Contract law

We represent midsize and industrial companies as well as suppliers concerning all contract law issues.

Collaboration in international transactions normally begins with the conclusion of a non-disclosure agreement or NDA. These nondisclosure agreements must be reviewed with particular care since they can contain language that under some circumstances cannot be renegotiated later. These might include, for example: contractual penalties that can accrue repeatedly and add up to €1 million or more; transfers of patent rights before it is clear whether there will actually be collaboration; the choice to apply laws about which one has no knowledge (e.g. the law of Singapore or Australia); or an arbitration clause that forfeits access to normal legal remedies.

The conclusion of the nondisclosure agreement is often followed by a „letter of intent“ (LOI). Here, too, there must be a review on a case-by-case basis whether this should be a nonbinding document or whether non-adherence to the letter of intent could trigger compensatory damage obligations or obligations to reimburse expenses.
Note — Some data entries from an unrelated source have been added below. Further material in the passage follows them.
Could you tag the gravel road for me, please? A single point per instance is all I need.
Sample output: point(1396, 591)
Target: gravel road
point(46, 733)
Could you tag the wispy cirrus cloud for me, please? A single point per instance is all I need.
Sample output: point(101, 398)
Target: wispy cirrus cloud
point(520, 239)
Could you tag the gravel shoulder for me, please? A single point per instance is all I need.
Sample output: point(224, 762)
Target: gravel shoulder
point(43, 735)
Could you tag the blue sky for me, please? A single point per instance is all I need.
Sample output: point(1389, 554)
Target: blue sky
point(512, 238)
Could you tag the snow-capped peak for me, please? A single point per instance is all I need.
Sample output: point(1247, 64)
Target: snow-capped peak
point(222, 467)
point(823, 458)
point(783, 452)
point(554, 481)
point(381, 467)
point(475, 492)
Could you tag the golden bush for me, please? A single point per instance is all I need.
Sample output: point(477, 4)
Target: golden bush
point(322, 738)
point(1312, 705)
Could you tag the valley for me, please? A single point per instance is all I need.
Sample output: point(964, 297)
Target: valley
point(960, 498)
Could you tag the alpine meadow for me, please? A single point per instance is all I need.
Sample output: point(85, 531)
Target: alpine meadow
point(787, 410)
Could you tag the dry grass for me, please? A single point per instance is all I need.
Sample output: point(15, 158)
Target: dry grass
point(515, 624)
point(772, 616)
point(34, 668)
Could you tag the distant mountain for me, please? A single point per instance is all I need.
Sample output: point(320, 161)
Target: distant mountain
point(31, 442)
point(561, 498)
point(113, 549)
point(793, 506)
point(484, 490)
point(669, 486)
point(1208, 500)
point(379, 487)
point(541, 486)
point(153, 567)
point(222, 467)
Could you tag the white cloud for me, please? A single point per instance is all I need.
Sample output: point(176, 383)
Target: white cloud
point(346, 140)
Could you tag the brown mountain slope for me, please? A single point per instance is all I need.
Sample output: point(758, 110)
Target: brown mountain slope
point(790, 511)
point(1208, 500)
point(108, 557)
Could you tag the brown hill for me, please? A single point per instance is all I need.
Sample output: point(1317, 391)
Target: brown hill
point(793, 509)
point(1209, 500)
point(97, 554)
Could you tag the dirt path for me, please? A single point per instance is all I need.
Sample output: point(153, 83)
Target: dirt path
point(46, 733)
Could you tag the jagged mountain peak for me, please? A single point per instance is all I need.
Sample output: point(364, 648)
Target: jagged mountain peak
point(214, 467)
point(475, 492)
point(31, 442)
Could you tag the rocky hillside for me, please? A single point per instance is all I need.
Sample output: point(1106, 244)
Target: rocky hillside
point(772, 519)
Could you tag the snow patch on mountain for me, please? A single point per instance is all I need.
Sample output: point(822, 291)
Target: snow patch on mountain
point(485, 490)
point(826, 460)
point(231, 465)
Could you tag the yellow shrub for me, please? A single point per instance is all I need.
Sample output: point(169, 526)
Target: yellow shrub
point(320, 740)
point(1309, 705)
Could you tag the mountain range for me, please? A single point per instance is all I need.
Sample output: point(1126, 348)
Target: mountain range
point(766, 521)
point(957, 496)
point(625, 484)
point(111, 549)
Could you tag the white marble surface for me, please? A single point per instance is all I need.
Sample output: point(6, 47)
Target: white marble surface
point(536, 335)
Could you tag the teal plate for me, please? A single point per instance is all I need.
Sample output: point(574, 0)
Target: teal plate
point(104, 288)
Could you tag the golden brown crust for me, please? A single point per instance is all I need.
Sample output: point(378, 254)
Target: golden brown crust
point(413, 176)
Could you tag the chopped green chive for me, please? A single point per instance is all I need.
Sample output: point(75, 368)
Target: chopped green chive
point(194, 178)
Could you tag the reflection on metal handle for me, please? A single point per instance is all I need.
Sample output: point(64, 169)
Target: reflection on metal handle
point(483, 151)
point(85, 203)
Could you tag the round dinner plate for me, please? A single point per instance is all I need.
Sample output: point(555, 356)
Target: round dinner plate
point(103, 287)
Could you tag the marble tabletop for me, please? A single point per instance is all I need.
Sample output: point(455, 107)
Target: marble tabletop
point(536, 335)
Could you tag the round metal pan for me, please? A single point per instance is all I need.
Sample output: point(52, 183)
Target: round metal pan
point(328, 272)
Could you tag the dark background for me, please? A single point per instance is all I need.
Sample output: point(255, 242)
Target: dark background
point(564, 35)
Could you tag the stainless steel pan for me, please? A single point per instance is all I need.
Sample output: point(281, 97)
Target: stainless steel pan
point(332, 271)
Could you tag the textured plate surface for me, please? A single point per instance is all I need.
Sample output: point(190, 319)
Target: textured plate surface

Depending upon the project, expenses can run into the hundreds of thousands of euros. According to the German Supreme Court, there must be a case-by-case review to determine whether binding agreements were actually made, i.e. whether a preliminary contract or perhaps even a binding primary contract was concluded.

Normally, negotiations for concluding a quality assurance agreement (QSV) will proceed closely thereafter. This quality assurance contract can very quickly trigger compensatory damage obligations on the part of suppliers, e.g. where the supplier commits to quality assurance methods that the supplier firm does not actually use. In addition, the supplier’s compensatory damage liability can be predicated on meeting quality goals to which it has committed but which it is technically incapable of achieving.

In addition to the documents referred to above, we will assist you in drafting, reviewing or negotiating the actual supplier contracts, master contracts and framework contracts.

We can, of course, represent you with regard to any subsequent disputes both out of court as well as in independent evidence gathering or in in-court proceedings.